Karzai is trying to make a deal with Pakistan


June 14, 2010

NEW YORK: A former head of the Afghan intelligence service has told a leading American newspaper that he believes President Hamid Karzai is trying to make a deal with the Taliban and Pakistan, as Karzai has lost confidence in US strategy against the insurgency in his country.

“The president has lost confidence in the capability of either the coalition or his own government to protect this country,” Amrullah Saleh, the ex-intelligence chief, said in an interview with The New York Times. “President Karzai has never announced that Nato will lose, but the way that he does not proudly own the campaign shows that he doesn’t trust it is working.” According to Saleh, who along with Interior Minister Hanif Atmar, resigned from the post after a meeting with Karzai last week, the President is trying to reach out to the insurgents on his own in an effort to end the decades-old bloody insurgency.

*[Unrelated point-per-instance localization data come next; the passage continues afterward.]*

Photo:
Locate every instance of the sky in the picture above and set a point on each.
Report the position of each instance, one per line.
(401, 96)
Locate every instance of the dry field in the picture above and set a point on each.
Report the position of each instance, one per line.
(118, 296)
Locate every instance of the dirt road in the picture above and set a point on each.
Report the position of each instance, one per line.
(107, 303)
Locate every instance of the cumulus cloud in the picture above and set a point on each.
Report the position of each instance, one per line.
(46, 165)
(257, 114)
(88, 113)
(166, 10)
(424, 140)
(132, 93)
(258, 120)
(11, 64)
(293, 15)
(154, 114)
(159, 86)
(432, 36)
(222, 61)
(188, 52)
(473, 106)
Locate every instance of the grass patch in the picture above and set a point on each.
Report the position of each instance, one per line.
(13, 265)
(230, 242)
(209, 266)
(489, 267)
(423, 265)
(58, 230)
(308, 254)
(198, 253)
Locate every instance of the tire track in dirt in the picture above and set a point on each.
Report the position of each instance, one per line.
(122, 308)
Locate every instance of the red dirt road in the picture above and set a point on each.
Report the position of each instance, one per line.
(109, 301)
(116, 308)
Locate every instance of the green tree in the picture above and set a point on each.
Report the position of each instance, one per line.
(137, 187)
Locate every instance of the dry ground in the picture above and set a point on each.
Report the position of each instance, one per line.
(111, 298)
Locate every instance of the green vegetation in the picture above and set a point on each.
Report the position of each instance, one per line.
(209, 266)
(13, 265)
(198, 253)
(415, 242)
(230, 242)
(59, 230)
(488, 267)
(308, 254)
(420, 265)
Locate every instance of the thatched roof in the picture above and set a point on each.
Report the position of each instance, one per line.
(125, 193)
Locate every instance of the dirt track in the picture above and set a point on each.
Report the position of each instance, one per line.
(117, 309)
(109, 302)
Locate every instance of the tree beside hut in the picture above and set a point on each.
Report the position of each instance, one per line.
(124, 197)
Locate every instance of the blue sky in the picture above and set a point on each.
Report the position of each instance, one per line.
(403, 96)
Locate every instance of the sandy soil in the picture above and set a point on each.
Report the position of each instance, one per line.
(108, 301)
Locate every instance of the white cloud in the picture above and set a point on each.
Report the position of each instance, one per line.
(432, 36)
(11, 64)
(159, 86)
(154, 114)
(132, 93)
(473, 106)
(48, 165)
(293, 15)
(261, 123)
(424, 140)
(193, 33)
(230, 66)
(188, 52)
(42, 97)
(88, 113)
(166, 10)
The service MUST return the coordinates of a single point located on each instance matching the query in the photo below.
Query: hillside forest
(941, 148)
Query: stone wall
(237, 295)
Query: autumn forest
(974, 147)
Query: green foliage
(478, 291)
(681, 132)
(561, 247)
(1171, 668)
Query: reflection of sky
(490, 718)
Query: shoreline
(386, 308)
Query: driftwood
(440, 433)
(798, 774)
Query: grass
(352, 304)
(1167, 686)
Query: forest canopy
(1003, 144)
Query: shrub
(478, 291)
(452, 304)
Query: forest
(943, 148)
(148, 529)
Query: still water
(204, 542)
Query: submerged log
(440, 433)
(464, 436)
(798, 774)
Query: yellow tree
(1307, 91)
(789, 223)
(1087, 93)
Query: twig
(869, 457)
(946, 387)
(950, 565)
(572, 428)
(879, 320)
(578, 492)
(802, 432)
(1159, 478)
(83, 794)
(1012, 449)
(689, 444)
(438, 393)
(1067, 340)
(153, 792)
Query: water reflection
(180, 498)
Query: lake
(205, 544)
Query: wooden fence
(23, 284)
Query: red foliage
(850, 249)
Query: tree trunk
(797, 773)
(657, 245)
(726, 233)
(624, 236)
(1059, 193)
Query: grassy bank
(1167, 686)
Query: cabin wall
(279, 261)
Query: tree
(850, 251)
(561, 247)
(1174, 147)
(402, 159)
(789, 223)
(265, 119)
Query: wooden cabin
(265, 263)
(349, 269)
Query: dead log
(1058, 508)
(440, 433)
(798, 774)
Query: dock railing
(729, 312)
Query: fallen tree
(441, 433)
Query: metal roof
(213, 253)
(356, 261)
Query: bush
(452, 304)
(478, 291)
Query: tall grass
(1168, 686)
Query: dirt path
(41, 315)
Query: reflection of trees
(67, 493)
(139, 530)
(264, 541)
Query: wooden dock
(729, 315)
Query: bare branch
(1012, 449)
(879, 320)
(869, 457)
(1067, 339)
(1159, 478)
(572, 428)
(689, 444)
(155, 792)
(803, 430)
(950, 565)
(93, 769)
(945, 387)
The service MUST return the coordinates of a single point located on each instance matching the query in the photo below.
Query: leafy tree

During the meeting, which was called to discuss the Taliban attack on the peace jirga held outside Kabul last week, Karzai suggested that the attack might have been carried out by the US, as he threw out the evidence tabled before him by the intelligence chief. “The president did not show any interest in the evidence, none, he treated it like a piece of dirt,” The New York Times quoted Saleh, as saying.  Karzai has been pressing to strike his own deal with the Taliban and “Pakistan, the Taliban’s longtime supporter”, said Saleh and other officials.  Saleh is also deeply concerned by Karzai’s noticeably ‘softer’ attitude towards Pakistan, the Times said in a dispatch from Kabul.

Published in the Express Tribune, June 14th, 2010.